Mahkemece davanın kabulüne, 125 ada 133 parselin krokide A harfi ile gösterilen 1785,66 m2"lik kısmının iptaliyle davacı adına tapuya kayıt ve tesciline karar verilmiştir. Hüküm süresinde davalı Hazine temsilcisi tarafından temyiz edilmiştir.
Ham toprak niteliğindeki 125 ada 330 parsel sayılı taşınmaz, tapu ve vergi kaydına rastlanılmadığı, Devletin hüküm ve tasarrufu altında bulunan tarım alanına dönüştürülmesi ve ekonomik yarar sağlanması mümkün yerlerden olduğu belirtilerek 4788,27 m2 yüzölçümle kadastro yoluyla Hazine adına tespit ve tescil edilmiştir. Parselin 07.10.2009 tarihli krokide A harfi ile gösterilen bölümü çekişme konusudur.
Davacı lehine kazanma koşullarının oluştuğu gerekçesiyle kabul kararı verilmiş ise de mahkemenin bu görüşüne katılmak mümkün değildir. Şöyle ki, yerel bilirkişiler ve davacının tanığı sıfatıyla dinlenen tespit bilirkişileri, davacının kadastro tespit tarihinden geriye doğru 20 yıldan fazla zilyetliğini açıklamışlarsa da; ziraat mühendisi bilirkişi Kamil Bilgi tarafından keşiften sonra düzenlenen 16.11.2009 havale tarihli rapordan; 125 ada 330 parselin krokide A harfi ile gösterilen bölümünün, tınlı toprak yapısında olup, üzerinde yetiştirilecek bitki türlerinin sınırlı olduğu, bu tür topraklarda yetiştirilecek bitkilerde bazı koşulların gerektiği, uygun tarım tekniğine ihtiyaç duyulduğu, toprak işleme ve ekim gibi tarımsal faaliyetlerin yapılmadığı, herhangi bir kültür bitkisinin ve tarımsal yapının olmadığı, 1-2 yıl önce toprak işleme ve ekim faaliyetlerinin yapıldığı, üzerinde bölge iklim ve florasına uygun kendiliğinden yetişen otsu bitkilerin bulunduğu, bu otun hasat edilerek veya otlatılmak suretiyle hayvan yetiştiriciliğinde kalitesiz kaba yem olarak kullanılabileceği anlaşılmaktadır. Taşınmazın bulunduğu yerde yapılan keşif sonunda, uzman ziraatçı bilirkişi tarafından düzenlenen bilimsel verilere ve somut maddi bulgulara dayalı söz konusu rapora göre, dava konusu taşınmaz bölümünün davacı tarafından ekonomik amacına uygun olarak zilyet ve tasarruf edilmediği, ciddi ekonomik getirisinin bulunmadığı açıktır. Tarım ve kültür arazilerinde bir taşınmazın mülkiyetinin olağanüstü zamanaşımı yoluyla edinilmesi için diğer kazanma koşulları yanında ekonomik amacına uygun zilyetlik ve tasarrufun bulunması gerekir. Dairemizce de kabul edilerek sapmaksızın uygulanan Yargıtay’ın kabulü de bu yöndedir. Hal böyle olunca, mahkemece davacı lehine kazanma koşullarının oluşmadığı gerekçesiyle davanın reddine karar verilmesi gerekirken, takdiri delillerden olan soyut nitelikli yerel bilirkişi ve tanık beyanlarına değer verilerek davanın kabulüne karar verilmesi doğru olmamıştır.
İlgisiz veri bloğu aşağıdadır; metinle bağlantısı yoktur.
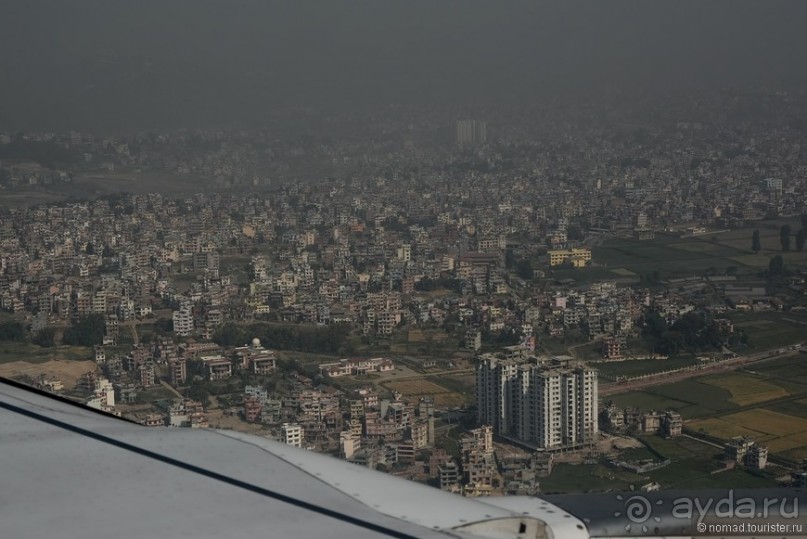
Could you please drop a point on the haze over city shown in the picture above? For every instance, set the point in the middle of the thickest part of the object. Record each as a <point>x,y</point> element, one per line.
<point>497,248</point>
<point>121,66</point>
Kabule göre de, uyuşmazlık konusu taşınmazın 125 ada 330 parsel olduğu, davanın bu parsele ilişkin olarak açıldığı ve yargılamanın bu parsel üzerinden yürütülerek hüküm kurulmuş olmasına rağmen, yanlışa düşülerek hüküm fıkrasına 125 ada 133 parsel olarak yazılması maddi hata ise de bozmanın niteliğine göre bu husus ayrıca bozma nedeni yapılmamıştır.
Açıklanan tüm bu nedenlerle davalı Hazine temsilcisinin yerinde görülen temyiz itirazlarının kabulüyle usul ve kanuna aykırı bulunan yerel mahkeme hükmünün 6100 sayılı HMK.nun Geçici 3. maddesi yollamasıyla uygulanacak olan 1086 sayılı HUMK.nun 428. maddesi uyarınca BOZULMASINA, 26.03.2012 tarihinde oybirliğiyle karar verildi.